Because of the shortage of supplies after the war, the products on the market are all ready-made. Japanese companies do not need to worry about creating demand. Lower-cost, higher-quality Japanese products swept the world. Today, standardized production, efforts to “reduce a dollar” of costs, are becoming less and less important along the value chain. Shi Zhenrong, the founder of Acer Computer, who proposed the “smile curve”, attended the East Asian Manufacturing Conference a few years ago and found that all entrepreneurs were overcharging.

Inspired by the smile curve, Keimura Kimura and Shunsuke Numata believe that the impact of Industry 4.0 on Japanese companies will no longer be limited to the improvement activities of front-line teams, and the value chain will be expanded throughout the product life cycle. There are many other profit points beyond the manufacturing process.

The two divided the manufacturing process into (R & D) and (Design) , making (production) , sales, after-sales (Operation, maintenance) and other processes. In the past, the front-line service department responsible for maintenance was often positioned as a “cost center.” Through the Internet of Things, companies add sensors to their products, and after obtaining various data, after-sales service may become a profit point.

Under the sharing economy model, some companies try to set up a long-term cooperative relationship with users based on services, and fundamentally review the existing business model. Similar to the popular C-end sharing, from one-time purchase to rent collection, the two authors predicted that the sharing model will also be popularized on the B-end. In fact, there are also Chinese heavy industry companies making profits by renting machines.
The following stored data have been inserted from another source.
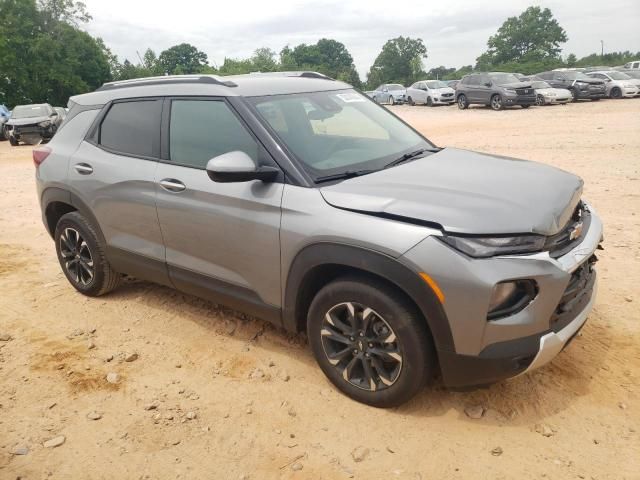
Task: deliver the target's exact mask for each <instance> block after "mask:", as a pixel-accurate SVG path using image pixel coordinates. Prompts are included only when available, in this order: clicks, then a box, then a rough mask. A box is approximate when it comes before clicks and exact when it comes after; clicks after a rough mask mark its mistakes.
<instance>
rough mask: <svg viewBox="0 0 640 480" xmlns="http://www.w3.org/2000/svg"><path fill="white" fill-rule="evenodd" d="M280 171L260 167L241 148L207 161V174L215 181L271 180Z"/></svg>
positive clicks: (211, 178)
mask: <svg viewBox="0 0 640 480" xmlns="http://www.w3.org/2000/svg"><path fill="white" fill-rule="evenodd" d="M279 173H280V170H278V169H277V168H275V167H267V166H263V167H258V166H257V165H256V164H255V162H254V161H253V160H252V159H251V157H250V156H249V155H247V154H246V153H245V152H241V151H239V150H236V151H233V152H228V153H224V154H222V155H218V156H217V157H214V158H212V159H211V160H209V161H208V162H207V175H209V178H210V179H211V180H213V181H214V182H219V183H232V182H250V181H252V180H261V181H263V182H271V181H273V180H275V179H276V178H277V176H278V174H279Z"/></svg>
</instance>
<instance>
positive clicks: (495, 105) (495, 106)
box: [491, 94, 503, 110]
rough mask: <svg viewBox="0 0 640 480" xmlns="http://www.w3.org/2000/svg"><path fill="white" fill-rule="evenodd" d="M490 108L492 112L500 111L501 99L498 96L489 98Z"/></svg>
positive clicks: (500, 96)
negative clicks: (490, 98) (490, 106)
mask: <svg viewBox="0 0 640 480" xmlns="http://www.w3.org/2000/svg"><path fill="white" fill-rule="evenodd" d="M491 108H492V109H493V110H502V109H503V106H502V97H501V96H500V95H497V94H496V95H494V96H493V97H491Z"/></svg>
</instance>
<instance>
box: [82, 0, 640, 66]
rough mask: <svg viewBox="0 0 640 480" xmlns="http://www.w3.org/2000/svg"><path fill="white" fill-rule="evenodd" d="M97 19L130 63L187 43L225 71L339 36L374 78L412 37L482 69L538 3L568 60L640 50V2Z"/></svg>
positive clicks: (601, 0)
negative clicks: (520, 13)
mask: <svg viewBox="0 0 640 480" xmlns="http://www.w3.org/2000/svg"><path fill="white" fill-rule="evenodd" d="M85 3H86V4H87V8H88V10H89V13H91V15H92V16H93V20H92V21H91V22H89V23H88V24H87V25H86V26H85V27H84V28H86V30H87V31H89V33H91V34H92V35H95V36H99V37H102V38H103V40H104V41H105V43H106V44H107V46H108V47H109V48H110V49H111V50H112V51H113V52H114V53H115V54H116V55H118V57H119V58H120V60H121V61H122V60H124V59H125V58H128V59H129V60H130V61H133V62H134V63H137V58H138V57H137V53H136V52H139V53H140V55H143V54H144V51H145V50H146V49H147V48H151V49H153V50H154V51H155V52H156V53H158V54H159V53H160V52H161V51H162V50H164V49H166V48H168V47H170V46H172V45H176V44H179V43H183V42H187V43H191V44H192V45H195V46H196V47H197V48H198V49H200V50H202V51H204V52H205V53H206V54H207V55H208V57H209V63H210V64H211V65H213V66H219V65H221V64H222V62H223V61H224V59H225V57H231V58H246V57H249V56H250V55H251V54H252V52H253V51H254V50H255V49H256V48H259V47H269V48H271V49H273V50H275V51H276V52H279V51H280V50H281V49H282V47H284V46H285V45H290V46H295V45H298V44H299V43H315V42H316V41H318V40H319V39H320V38H323V37H324V38H333V39H335V40H338V41H340V42H342V43H344V44H345V46H346V47H347V49H348V50H349V52H350V53H351V55H352V56H353V59H354V63H355V65H356V68H357V70H358V72H359V73H360V76H361V77H362V78H363V79H364V78H365V76H366V73H367V72H368V70H369V67H370V66H371V64H372V63H373V61H374V60H375V58H376V56H377V55H378V53H379V52H380V50H381V48H382V46H383V45H384V43H385V42H386V41H387V40H389V39H391V38H394V37H397V36H400V35H403V36H410V37H417V38H422V39H423V41H424V42H425V45H426V46H427V50H428V58H427V59H426V60H425V61H424V66H425V69H426V70H429V69H430V68H432V67H436V66H439V65H445V66H447V67H460V66H462V65H469V64H473V63H475V59H476V57H478V56H479V55H480V54H481V53H483V52H484V51H485V49H486V43H487V39H488V38H489V36H490V35H492V34H494V33H495V32H496V30H497V29H498V28H499V27H500V25H501V24H502V22H503V21H504V20H506V19H507V18H508V17H510V16H517V15H519V14H520V13H521V12H522V11H524V10H525V9H526V8H527V7H528V6H530V5H532V4H533V5H539V6H541V7H548V8H550V9H551V11H552V13H553V15H554V16H555V18H556V19H557V20H558V22H559V23H560V25H561V26H562V27H563V28H564V29H565V30H566V32H567V36H568V37H569V41H568V42H567V43H566V44H565V45H564V47H563V55H565V56H566V55H568V54H569V53H575V54H576V55H577V56H578V57H581V56H585V55H588V54H590V53H594V52H600V47H601V44H600V40H603V41H604V49H605V52H607V51H618V50H631V51H640V0H607V1H606V2H604V1H603V0H549V1H535V0H493V1H491V2H484V1H483V2H479V1H477V0H440V1H434V2H429V1H425V0H403V1H400V2H397V3H396V2H394V1H390V0H384V1H380V0H366V1H365V0H342V1H339V0H299V1H294V0H272V1H264V0H262V1H259V0H256V1H244V0H237V1H229V0H226V1H220V0H217V1H216V0H213V1H211V0H179V1H172V2H159V1H157V0H109V1H105V0H85Z"/></svg>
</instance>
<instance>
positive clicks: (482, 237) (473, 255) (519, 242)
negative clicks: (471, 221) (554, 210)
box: [440, 235, 546, 258]
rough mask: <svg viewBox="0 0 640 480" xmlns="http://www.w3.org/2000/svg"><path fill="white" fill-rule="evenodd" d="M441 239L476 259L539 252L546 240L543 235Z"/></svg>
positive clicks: (452, 235)
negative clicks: (502, 255) (474, 257)
mask: <svg viewBox="0 0 640 480" xmlns="http://www.w3.org/2000/svg"><path fill="white" fill-rule="evenodd" d="M440 238H441V240H442V241H443V242H445V243H446V244H447V245H450V246H451V247H453V248H455V249H456V250H458V251H460V252H462V253H465V254H467V255H469V256H470V257H475V258H487V257H495V256H497V255H518V254H525V253H534V252H539V251H541V250H542V249H543V247H544V244H545V240H546V238H545V237H544V236H542V235H513V236H486V237H485V236H473V237H470V236H455V235H444V236H442V237H440Z"/></svg>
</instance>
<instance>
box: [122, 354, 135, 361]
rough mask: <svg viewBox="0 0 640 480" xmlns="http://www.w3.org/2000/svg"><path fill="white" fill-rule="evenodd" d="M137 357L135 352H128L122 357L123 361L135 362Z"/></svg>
mask: <svg viewBox="0 0 640 480" xmlns="http://www.w3.org/2000/svg"><path fill="white" fill-rule="evenodd" d="M137 359H138V354H137V353H130V354H128V355H127V356H125V357H124V361H125V362H135V361H136V360H137Z"/></svg>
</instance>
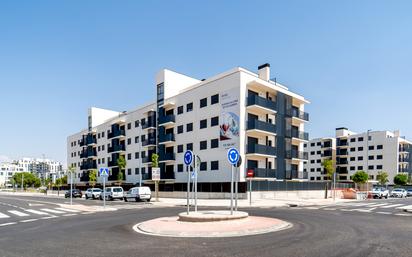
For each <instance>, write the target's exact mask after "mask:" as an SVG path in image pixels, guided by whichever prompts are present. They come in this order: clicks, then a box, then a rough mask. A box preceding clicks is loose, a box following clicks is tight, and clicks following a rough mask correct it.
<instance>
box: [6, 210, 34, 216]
mask: <svg viewBox="0 0 412 257" xmlns="http://www.w3.org/2000/svg"><path fill="white" fill-rule="evenodd" d="M8 212H10V213H11V214H14V215H17V216H20V217H26V216H30V214H27V213H24V212H20V211H15V210H11V211H8Z"/></svg>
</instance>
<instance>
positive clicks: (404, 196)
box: [391, 188, 406, 198]
mask: <svg viewBox="0 0 412 257" xmlns="http://www.w3.org/2000/svg"><path fill="white" fill-rule="evenodd" d="M391 196H392V197H401V198H403V197H406V190H405V189H403V188H395V189H394V190H392V192H391Z"/></svg>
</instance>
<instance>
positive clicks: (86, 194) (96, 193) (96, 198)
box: [85, 188, 103, 200]
mask: <svg viewBox="0 0 412 257" xmlns="http://www.w3.org/2000/svg"><path fill="white" fill-rule="evenodd" d="M102 191H103V190H101V189H100V188H89V189H87V190H86V193H85V197H86V200H87V199H89V198H92V199H99V198H100V195H101V194H102Z"/></svg>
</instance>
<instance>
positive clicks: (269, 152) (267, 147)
mask: <svg viewBox="0 0 412 257" xmlns="http://www.w3.org/2000/svg"><path fill="white" fill-rule="evenodd" d="M247 154H256V155H263V156H270V157H273V156H276V148H275V147H273V146H268V145H259V144H251V145H247Z"/></svg>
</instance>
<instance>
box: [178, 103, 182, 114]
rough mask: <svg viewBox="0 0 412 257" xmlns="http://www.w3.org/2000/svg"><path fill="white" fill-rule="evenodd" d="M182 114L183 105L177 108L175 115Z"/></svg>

Four stages of manufacturing

In the view of Kimura Keisuke and Numata Shunsuke, “Industry 4.0″ is not limited to a single process, a factory, or an enterprise. It can break the barriers of the enterprise group system or the upstream and downstream of the industrial chain and connect everything to achieve ” Visualization of the manufacturing industry as a whole. ”

In the book, the two authors summarize the foundation of the manufacturing industry as “Visualization 1.0”, “Visualization 2.0”, and “Visualization 3.0”. They believe that after the first three foundations are consolidated, companies can deal with the Internet of Things era well. “Visualization 4.0”. The so-called visualization, as the name implies, can be regarded as a manifestation of tacit knowledge. It can be seen from neglect or inability to see. Only by seeing can it be done.